OMG, as soon as I posted that comment, your word verification came up, "powenis". Lol.

Daisy Deadhead said...

One of the popular things people who are on chemo like is something called GREENS VIBRANCE, which is a freeze-dried greens drink. Unfortunately, yes, it does taste like grass.

Danielle, I certainly agree, but many folks don't know anything about alternative medicine. If I hear someone has a yeast infection, thrush or diarrhea, I WILL suggest probiotics like acidophilus, and sorry, I can't restrain myself from doing that. It's too simple and harmless, and I've had too many people call me at 2 am and thank me profusely for my advice and tell me they had no idea.

That isn't the same as foisting a "cure" on someone, which I feel is probably iffy at best. (I never do that; I just report on what has been historically used.)

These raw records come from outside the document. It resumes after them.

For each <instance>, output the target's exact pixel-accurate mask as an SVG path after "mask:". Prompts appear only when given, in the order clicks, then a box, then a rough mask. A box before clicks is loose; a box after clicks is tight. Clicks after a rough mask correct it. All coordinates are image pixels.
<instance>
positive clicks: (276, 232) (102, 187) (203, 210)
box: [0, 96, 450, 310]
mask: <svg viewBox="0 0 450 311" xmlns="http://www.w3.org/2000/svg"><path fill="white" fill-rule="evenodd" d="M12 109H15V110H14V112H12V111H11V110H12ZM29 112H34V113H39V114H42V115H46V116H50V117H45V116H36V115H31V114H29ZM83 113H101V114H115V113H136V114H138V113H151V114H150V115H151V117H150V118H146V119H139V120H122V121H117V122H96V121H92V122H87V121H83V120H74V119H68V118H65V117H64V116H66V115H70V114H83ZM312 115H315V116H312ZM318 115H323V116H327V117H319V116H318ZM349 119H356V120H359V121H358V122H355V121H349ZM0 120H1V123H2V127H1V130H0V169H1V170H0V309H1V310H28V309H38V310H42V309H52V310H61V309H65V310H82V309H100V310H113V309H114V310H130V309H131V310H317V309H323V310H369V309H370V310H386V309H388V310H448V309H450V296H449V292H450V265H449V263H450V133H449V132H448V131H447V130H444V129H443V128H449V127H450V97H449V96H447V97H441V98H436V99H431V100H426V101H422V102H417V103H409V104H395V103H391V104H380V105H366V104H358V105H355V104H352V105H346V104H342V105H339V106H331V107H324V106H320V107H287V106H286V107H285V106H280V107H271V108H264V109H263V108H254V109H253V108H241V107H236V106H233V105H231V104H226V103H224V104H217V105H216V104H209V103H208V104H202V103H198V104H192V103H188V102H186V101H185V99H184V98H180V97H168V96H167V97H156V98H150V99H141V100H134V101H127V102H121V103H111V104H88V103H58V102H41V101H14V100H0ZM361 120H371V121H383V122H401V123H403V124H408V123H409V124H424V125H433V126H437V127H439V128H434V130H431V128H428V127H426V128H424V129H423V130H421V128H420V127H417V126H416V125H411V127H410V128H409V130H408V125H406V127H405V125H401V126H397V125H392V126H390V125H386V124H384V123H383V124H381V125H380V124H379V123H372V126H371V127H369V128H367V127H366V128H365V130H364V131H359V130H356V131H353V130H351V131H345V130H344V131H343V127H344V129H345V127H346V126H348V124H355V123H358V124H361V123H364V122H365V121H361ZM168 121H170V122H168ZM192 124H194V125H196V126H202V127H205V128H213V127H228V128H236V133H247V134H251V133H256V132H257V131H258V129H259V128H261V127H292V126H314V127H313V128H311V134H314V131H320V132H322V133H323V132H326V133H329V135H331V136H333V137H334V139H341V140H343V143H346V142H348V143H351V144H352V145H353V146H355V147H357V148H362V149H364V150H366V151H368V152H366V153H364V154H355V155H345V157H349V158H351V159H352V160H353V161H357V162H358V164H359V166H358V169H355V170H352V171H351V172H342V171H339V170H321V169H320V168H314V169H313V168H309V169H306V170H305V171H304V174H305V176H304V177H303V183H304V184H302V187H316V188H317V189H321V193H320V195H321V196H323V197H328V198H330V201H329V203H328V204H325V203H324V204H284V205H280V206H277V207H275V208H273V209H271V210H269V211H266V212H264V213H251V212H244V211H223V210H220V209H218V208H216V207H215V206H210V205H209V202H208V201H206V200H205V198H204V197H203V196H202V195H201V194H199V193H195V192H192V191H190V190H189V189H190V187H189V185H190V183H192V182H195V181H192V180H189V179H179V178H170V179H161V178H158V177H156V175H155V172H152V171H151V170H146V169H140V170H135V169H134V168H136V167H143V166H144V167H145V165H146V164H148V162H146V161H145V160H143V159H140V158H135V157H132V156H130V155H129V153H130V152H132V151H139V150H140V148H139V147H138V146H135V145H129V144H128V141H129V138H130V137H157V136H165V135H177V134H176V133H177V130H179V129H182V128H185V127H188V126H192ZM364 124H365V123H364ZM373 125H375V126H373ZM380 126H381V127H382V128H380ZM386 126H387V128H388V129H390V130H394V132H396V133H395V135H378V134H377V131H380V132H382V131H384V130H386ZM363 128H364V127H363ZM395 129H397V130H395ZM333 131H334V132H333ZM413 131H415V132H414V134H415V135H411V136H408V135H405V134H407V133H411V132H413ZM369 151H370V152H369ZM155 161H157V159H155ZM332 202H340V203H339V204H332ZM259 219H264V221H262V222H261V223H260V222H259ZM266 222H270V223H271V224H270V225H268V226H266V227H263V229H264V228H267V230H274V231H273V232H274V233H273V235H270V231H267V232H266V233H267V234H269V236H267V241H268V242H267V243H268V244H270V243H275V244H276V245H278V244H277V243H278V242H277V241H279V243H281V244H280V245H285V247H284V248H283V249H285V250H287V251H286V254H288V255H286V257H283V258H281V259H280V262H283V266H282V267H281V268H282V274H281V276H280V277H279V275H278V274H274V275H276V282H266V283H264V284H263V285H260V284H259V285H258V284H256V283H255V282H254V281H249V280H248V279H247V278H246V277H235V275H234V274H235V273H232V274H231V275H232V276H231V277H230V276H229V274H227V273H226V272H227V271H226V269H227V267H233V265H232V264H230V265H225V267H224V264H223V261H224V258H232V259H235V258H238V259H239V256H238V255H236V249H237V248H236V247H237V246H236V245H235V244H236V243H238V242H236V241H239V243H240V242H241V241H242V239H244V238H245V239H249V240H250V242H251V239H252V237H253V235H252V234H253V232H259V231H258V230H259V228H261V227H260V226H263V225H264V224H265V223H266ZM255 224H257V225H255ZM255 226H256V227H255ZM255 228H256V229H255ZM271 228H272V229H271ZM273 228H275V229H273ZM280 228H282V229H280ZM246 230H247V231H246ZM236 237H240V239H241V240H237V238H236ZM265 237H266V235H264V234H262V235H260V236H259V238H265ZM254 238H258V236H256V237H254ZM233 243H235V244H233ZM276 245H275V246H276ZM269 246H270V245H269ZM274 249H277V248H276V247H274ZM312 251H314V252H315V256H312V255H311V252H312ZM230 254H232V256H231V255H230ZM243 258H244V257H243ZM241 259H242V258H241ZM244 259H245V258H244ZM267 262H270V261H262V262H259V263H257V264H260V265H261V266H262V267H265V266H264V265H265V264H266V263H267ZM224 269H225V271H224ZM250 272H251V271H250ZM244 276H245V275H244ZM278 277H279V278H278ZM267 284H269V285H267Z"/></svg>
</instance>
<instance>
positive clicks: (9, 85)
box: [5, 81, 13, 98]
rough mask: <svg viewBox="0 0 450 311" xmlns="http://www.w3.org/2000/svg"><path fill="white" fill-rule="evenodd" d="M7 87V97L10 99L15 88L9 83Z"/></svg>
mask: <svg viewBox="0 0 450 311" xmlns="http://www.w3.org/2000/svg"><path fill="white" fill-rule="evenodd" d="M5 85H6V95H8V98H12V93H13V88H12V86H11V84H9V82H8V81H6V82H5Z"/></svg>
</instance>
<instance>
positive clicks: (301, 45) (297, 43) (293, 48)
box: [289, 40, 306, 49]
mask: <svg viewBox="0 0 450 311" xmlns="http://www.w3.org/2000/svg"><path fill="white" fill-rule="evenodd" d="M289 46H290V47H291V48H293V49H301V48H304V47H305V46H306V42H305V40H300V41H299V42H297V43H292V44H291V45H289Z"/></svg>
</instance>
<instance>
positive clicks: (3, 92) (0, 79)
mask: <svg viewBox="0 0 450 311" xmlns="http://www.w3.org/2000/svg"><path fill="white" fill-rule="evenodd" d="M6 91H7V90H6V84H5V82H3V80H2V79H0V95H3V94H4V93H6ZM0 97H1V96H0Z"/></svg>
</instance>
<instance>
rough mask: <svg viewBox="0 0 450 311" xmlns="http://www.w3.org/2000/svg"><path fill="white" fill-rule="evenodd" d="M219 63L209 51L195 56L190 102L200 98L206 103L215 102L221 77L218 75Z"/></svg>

The greens drinks are great though--the equivalent of a large salad for someone who can't get one down. If your appetite goes kaput, check em out. :)

Anonymous said...

A yeast infection and diarrhea is not the same as having breast cancer. Another thing to point out is that if someone has breast cancer, most people in their life are going to find out about it. Diarrhea, not so much. The scenarios are very different. If your concern is really that someone doesn't know about alternative methods (which, I can't imagine who doesn't know about them anymore), then I would suggest educating the public in other ways such as writing articles, or other types of advertising to the public. Preaching at someone with a serious illness is rude at best.

Plain(s)feminist said...

I guess I would say, wait until someone asks for advice, or at least until they start complaining about their symptoms. I'd agree with Danielle that mild infections are in a different category. I tell everyone I know to take yogurt when they take antibiotics, for example. People can easily decide to follow or ignore that kind of advice. But when someone has a serious illness, the stakes can often feel a lot higher, and innocent advice can be overwheming (there's also a lot more of it than one normally gets with, say, a cold or diarrhea).

I think it's also ok to say, "I know a bit about alternative medicine, so if you're ever interested in talking about that, let me know."

Anonymous said...

Yes, asking is completely different.

Daisy Deadhead said...

Preaching at someone with a serious illness is rude at best.

(((sigh)))

I've never done this, and resent the implication that I have. I'm well-known in my community, and people know where to find me.

A yeast infection and diarrhea is not the same as having breast cancer.

I was referring to common side effects of chemo.

Wide Lawns said...

Here's mine: Do not ask people who are having radiation if they glow in the dark. I found this tremendously annoying, especially after the 700th time someone said it, not original at all and just sort of stupid.

Instead ask them if they would like some sorbet.